In spring 1927 Clarice Cliff left Gladys producing these trial pieces while she was sent to the prestigious Royal College of Art, in London’s Kensington. Her fees were paid by Colley, who saw this as a way of refining her innate ability. However, it was not the time she spent modelling clay under the guidance of sculptor Gilbert Ledward that was to advance her talent but her forays into London’s galleries and shops. Here she encountered for the first time a mass of paintings, silver and glass that opened her mind to a whole new direction for ceramic design.
While any of the major Stoke-on-Trent Potteries could have used this new Jazz Age style, their designers preferred to cling to conservative shapes and designs. Stoke had not initially responded to the outpouring of creative artistic ideas focused at the 1923 Exposition des Arts Décoratifs et Industriels in Paris. The Art Deco exhibition (as it was eventually named) was to influence all Thirties’ design in Britain, from furniture to cinemas, from carpets to fashion. It was Clarice Cliff, however, who first took its principles into ceramics.
Clarice returned to Stoke-on-Trent a changed woman. The impetus of her visit led to long discussions with Colley in her studio, generally conducted over afternoon tea and behind closed doors.

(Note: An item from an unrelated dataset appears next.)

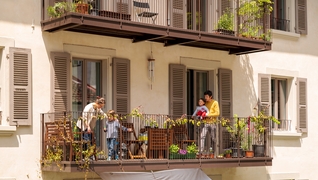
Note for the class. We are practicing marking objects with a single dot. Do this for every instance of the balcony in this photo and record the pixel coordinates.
(148, 142)
(167, 22)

They may have done this to keep her ideas secret from other potteries (copying designs was a standard occurrence at the time) or, as factory staff observed, perhaps they wanted some privacy. In later years she talked of a brief visit to Paris at this time. It is inconceivable that she could have arranged or afforded this herself and it later transpired that she had probably gone with Colley Shorter, which is why it was kept secret. This trip was clearly the catalyst for both her artistic and her personal growth.
Early in 1928 Clarice recruited more young painters to execute designs on the old unsaleable stock. She chose the name Bizarre for this range and unknowingly started on a career that was to change ceramic history.
The initial Bizarre designs were crude triangles drawn in brown or green, which were then enamelled in two or three colours. The ware had great impact because of its sheer simplicity. There was nothing like it being offered for sale by pottery retailers.
The salesmen were sceptical about its appeal but knew it was wise to react positively to Shorter’s enthusiasm for the ideas of the woman already perceived as his protégée. The most experienced salesman, Ewart Oakes, took a car-load to an Oxford dealer. To his surprise she bought it all and suddenly the Bizarre ball was rolling. Clarice’s hunch had been right!
Clarice Cliff wanted to enlarge the Bizarre range and found Colley agreeable to providing source material for her. She compiled a library of books on flowers, contemporary painting and sets of prints. The ideas she culled from these, mixed with her unusual taste for colour, swiftly accelerated the development of Bizarre.
Clarice’s first floral pattern was to be her most successful. She experimented with painting Crocus flowers and found that the brush strokes exactly resembled the petals, while a few green lines for the leaves completed the effect. The pattern was immediately so successful that Ethel Barrow, the first painter to produce it, had to teach whole teams of girls how to execute it.
The popularity of the design endured throughout Clarice’s career.
Many of Clarice Cliff’s girls were to find that life as a Bizarre painter was more enjoyable than they had anticipated. Late in 1928 Clarice and Colley organized a demonstration of hand-painting in the foyer of the Waring & Gillow store in London. This type of promotion was unusual for the time, as most companies limited their activities to static displays.